A través de la revisión en la bibliografía del papel de la distancia cultural en el turismo, se observa que tanto esta y cómo las diferencias culturales conforman las elecciones del destino en el contexto del turismo internacional siempre están en debate. Sin embargo, este tipo de discusiones se realiza en función de un conjunto simple de turistas de un país. Es entendible que el punto de partida sea que diferentes países tienen distintas culturas y que cada país dispone de su propia cultura nacional. De todas maneras, no se debería pasar por alto el hecho de que los turistas no son homogéneos en cada país, sino que existen varios grupos o segmentos que contienen distintas características, lo que implica diferentes manifestaciones en el viaje. Como indican Yang et al. (2019), los estudios utilizan puntos de la distancia cultural a nivel nacional que no se pueden aplicar a los turistas individuales, porque existe una notable heterogeneidad entre los ciudadanos de un país determinado en términos de su distancia cultural percibida respecto a otros países. A pesar de que Yang et al. (2016) encontraron que la distancia cultural no tuvo un impacto significativo en la elección del destino internacional de los turistas chinos, hay que ser conscientes de que los destinos culturalmente lejanos pueden ser atractivos para los turistas chinos más jóvenes que conocen idiomas extranjeros y quieren vivir experiencias nuevas, mientras que pueden no ser atractivos para los turistas chinos de mayor edad, que pueden tener más miedo de viajar a un país muy diferente a China.

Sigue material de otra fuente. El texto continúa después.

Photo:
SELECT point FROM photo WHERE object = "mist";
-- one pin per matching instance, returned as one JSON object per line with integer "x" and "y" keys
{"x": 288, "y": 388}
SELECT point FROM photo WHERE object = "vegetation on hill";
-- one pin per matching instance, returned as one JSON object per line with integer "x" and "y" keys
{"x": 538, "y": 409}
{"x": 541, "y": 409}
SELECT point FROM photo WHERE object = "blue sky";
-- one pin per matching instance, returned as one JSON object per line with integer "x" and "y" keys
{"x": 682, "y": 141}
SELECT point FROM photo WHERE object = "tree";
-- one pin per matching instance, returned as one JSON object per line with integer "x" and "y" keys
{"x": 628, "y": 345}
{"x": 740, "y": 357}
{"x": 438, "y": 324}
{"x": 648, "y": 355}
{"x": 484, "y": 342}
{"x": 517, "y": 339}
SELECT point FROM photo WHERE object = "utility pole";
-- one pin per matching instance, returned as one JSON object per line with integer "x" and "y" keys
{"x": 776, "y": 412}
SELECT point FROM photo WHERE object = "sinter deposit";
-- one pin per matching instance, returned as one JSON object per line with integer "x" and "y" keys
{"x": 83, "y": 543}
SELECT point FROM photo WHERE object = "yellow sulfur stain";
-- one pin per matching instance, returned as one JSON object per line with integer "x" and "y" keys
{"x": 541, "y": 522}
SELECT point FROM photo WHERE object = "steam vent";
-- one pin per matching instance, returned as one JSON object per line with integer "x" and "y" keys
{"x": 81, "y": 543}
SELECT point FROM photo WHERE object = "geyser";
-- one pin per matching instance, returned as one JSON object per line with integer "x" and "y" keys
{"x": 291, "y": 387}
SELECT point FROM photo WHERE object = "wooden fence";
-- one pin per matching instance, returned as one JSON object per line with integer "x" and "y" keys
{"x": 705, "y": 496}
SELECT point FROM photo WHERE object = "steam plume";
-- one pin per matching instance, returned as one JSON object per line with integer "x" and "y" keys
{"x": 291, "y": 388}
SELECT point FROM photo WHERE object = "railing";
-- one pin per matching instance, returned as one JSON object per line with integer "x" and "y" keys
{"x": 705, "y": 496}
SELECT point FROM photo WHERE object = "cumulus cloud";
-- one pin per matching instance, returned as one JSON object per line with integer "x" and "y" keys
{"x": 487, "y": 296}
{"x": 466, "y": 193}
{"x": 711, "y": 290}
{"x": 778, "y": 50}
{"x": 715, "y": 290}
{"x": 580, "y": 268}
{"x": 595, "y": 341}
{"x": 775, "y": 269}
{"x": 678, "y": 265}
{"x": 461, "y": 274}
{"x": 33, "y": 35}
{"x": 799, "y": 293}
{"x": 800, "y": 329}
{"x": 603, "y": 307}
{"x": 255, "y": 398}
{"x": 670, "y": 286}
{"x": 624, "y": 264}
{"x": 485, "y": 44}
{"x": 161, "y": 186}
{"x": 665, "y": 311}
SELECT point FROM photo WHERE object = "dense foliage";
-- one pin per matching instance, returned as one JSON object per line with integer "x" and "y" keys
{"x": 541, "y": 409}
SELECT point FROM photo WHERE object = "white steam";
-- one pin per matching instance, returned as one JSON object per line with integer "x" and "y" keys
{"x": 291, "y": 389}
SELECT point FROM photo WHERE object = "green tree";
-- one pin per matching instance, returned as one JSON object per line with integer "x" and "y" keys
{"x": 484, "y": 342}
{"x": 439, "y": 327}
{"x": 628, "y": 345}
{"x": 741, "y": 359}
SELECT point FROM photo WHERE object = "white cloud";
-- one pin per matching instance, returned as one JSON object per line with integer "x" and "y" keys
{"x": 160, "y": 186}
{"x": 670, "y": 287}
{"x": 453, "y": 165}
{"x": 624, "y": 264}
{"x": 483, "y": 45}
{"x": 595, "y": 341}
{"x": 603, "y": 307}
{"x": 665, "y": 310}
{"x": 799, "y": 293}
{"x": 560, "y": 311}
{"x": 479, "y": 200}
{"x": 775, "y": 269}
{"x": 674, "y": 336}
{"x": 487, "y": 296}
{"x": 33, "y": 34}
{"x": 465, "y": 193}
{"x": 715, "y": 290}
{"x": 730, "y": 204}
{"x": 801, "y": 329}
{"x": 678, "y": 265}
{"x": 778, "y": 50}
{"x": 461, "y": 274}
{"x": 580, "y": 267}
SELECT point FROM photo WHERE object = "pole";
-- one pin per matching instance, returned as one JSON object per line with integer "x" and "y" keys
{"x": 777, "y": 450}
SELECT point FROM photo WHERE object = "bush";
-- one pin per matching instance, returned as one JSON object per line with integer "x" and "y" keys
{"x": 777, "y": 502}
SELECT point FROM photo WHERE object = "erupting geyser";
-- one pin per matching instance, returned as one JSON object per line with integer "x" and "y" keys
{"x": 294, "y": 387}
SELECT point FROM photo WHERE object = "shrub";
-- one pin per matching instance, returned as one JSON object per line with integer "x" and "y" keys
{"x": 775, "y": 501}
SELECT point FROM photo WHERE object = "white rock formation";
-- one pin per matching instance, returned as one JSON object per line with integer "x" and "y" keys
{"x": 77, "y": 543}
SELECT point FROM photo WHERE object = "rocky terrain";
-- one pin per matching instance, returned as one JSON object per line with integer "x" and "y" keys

Aparte de eso, hay que tener en cuenta que China no solo es un país con gran población que es un mercado potencial en el turismo, sino que los turistas chinos no son homogéneos, sino que cada vez hay más segmentos. Cabe añadir que la segmentación no se da solo en función de la edad, como jóvenes o mayores, sino que existe una gran variedad, tal y como ya se ha explicado anteriormente (Arlt, 2018; ChinTell, 2018; Ctrip y China Tourism Academy, 2018; European Commission, 2017): foodies o chihuo, amantes de la cultura, compradores, millennials, turistas senior, etc. Por lo tanto, es imprescindible tener en cuenta los segmentos a la hora de analizar el comportamiento de los turistas chinos. Por el contrario, si los destinos potenciales consideran a los turistas chinos como un grupo homogéneo, se generará un desconocimiento de otros segmentos. Como consecuencia, resultará una gran pérdida de turistas potenciales. En conclusión, desde la perspectiva de la realidad heterogénea de los chinos, es necesario investigar este mercado en función de los segmentos que lo integran.

Además, Wang et al. (2021) han creado un marco conceptual del mecanismo de influencias de transmisión de “distancia cultural-comportamiento de los turistas”. En este marco se incluyen varias variables, entre ellas, la distancia cultural, considerada como variable independiente, variables del resultado (comportamiento en la fase de pre-viaje, durante el viaje y post-viaje), variables intermedias (percepción de la novedad y del riesgo) y factores moderadores (experiencias de viaje, educación y adaptabilidad transcultural). Además, también incluyeron variables antecedentes. En este aspecto, apuntaron que las investigaciones actuales principalmente se centran en las variables de resultados, mientras que la atención sobre las variables antecedentes es insuficiente. La consideración de estas variables es necesaria, porque tanto la distancia cultural a nivel nacional como la distancia cultural percibida solo se muestran mediante números; sin embargo, los aspectos detrás de los números, tales como tradiciones, historias, valores culturales, etc., tanto del origen como del destino, son relevantes para comprender las razones más profundas que pueden ayudar a establecer estrategias más apropiadas y correctas para atraer a más turistas. Desde este punto de partida, este trabajo no solo se limita a investigar los efectos de la distancia cultural en los comportamientos, específicamente la decisión de visitar América Latina, sino que también investiga las razones desde los valores de la cultura china.


  1. Es un antiguo sistema filosófico chino de origen taoísta basado en la ocupación consciente y armónica del espacio, con el fin de lograr de este una influencia positiva sobre las personas que lo ocupan.